My answer was rather enthusiastic, and that seemed to please him, too. A quarter of an hour later I came down again, having made myself tidy meanwhile, in the room which he had retrieved from the jungle. Had the landlady but had the ordering of the change, my quarters would have been fifty per cent. less attractive, I was sure, and told my brother so.
We were both starving, but there was too much to do in the dining-room for domestics to expect attention. As for Monsieur le Chauffeur, he was informed that the presence of a mechanician would be permitted in the salle à manger, though a femme de chambre might not enter there. I begged him to go, but, of course, I should have been surprised if he had. "I have a plan worth two of that," he said to me. "Do you remember the picnic preparations we brought from Nîmes? It seems about a week ago, but it was only this morning. We might as well try to eat on a battlefield as in this kitchen, at present, and if we're kept waiting, we may develop cannibal propensities. What about a picnic à deux in the glass cage, with electric illuminations? The water's still hot in the automatic heater under the floor, and you shall be as warm as toast. Besides, I'll grab a jug of blazing soup for a first course, and come back for coffee afterward."
I clapped my hands as I used to when a child and my fun-loving young parents proposed an open air fête. "Oh, how too nice!" I cried. "If you don't think the Turnours would be angry?"

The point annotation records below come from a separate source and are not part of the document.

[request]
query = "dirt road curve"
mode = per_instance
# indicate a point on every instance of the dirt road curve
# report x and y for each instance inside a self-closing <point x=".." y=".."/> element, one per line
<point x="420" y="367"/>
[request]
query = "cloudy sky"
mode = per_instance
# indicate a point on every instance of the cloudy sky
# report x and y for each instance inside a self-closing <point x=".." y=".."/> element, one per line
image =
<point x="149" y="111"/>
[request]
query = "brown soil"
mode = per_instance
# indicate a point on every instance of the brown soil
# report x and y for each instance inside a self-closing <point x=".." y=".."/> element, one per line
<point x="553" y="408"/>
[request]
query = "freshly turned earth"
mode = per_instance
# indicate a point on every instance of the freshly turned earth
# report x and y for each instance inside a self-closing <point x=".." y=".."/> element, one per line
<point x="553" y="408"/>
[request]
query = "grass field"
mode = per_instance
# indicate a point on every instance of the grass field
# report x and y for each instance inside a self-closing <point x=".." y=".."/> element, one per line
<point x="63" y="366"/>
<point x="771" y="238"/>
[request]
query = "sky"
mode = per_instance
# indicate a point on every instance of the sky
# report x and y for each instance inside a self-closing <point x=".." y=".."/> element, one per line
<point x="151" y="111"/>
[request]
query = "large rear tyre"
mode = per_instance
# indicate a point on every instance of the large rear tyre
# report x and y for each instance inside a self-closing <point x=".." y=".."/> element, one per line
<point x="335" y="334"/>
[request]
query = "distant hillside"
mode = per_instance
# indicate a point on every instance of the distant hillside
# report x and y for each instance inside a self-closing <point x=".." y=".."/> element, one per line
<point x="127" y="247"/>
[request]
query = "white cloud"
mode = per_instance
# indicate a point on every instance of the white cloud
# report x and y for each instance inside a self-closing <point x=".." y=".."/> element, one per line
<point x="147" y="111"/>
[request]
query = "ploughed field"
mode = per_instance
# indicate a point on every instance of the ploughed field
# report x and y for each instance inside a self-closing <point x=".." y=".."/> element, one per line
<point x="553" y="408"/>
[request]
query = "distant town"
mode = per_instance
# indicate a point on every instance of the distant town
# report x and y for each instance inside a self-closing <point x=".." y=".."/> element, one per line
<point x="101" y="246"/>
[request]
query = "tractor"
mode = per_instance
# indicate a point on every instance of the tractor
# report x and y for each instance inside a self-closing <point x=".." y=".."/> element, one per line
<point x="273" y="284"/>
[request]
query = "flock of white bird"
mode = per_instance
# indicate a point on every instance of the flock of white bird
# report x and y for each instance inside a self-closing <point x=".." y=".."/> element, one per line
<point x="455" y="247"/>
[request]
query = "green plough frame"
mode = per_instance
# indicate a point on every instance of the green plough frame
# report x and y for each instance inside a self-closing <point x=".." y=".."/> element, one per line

"I think the labourers are worthy of their hire," said he. "I'll fetch your coat for you. No, you're not to come without it."
The car, it appeared, was lodged in the court; and my brother's prophecies for the success of the picnic were more than fulfilled. Never was such a feast! I got out the gorgeous tea-basket, trembling with a guilty joy, and Jack washed the white and gold cups and plates at the pump between courses, I drying them with cotton waste, which the car generously provided. Besides the cabbage soup and good black coffee, foraging expeditions produced apricot tarts, nuts, and raisins. We both agreed that no food had ever tasted so good, and probably never would again; but I kept to myself one thought which crept into my mind. It seemed to me that nothing would ever be really interesting in my life, when the chauffeur—the terrible, dreaded chauffeur—should have gone out of it forever. In a few weeks—but I wouldn't think ahead; I put my soul to enjoying every minute, even the tidying of the tea-basket after the picnic was over, for that business he shared with me, like the rest. And when I dreamed, by-and-by in my box-room, that he was polishing my boots, Lady Turnour's boots, the boots of the whole party, I waked up to tell myself that it was most likely true.
CHAPTER XXIII
"You selfish little brute!" was my first address to myself as I realized my Me-ness, between waking and sleeping, in the morning at Ste. Enemie. I had never asked Jack where and how he was going to spend the night. Think of that, after all he had done for me!
It was only just dawn, but already there was a stirring under my window. Perhaps it was that which had roused me, not the early prick of an awakening conscience.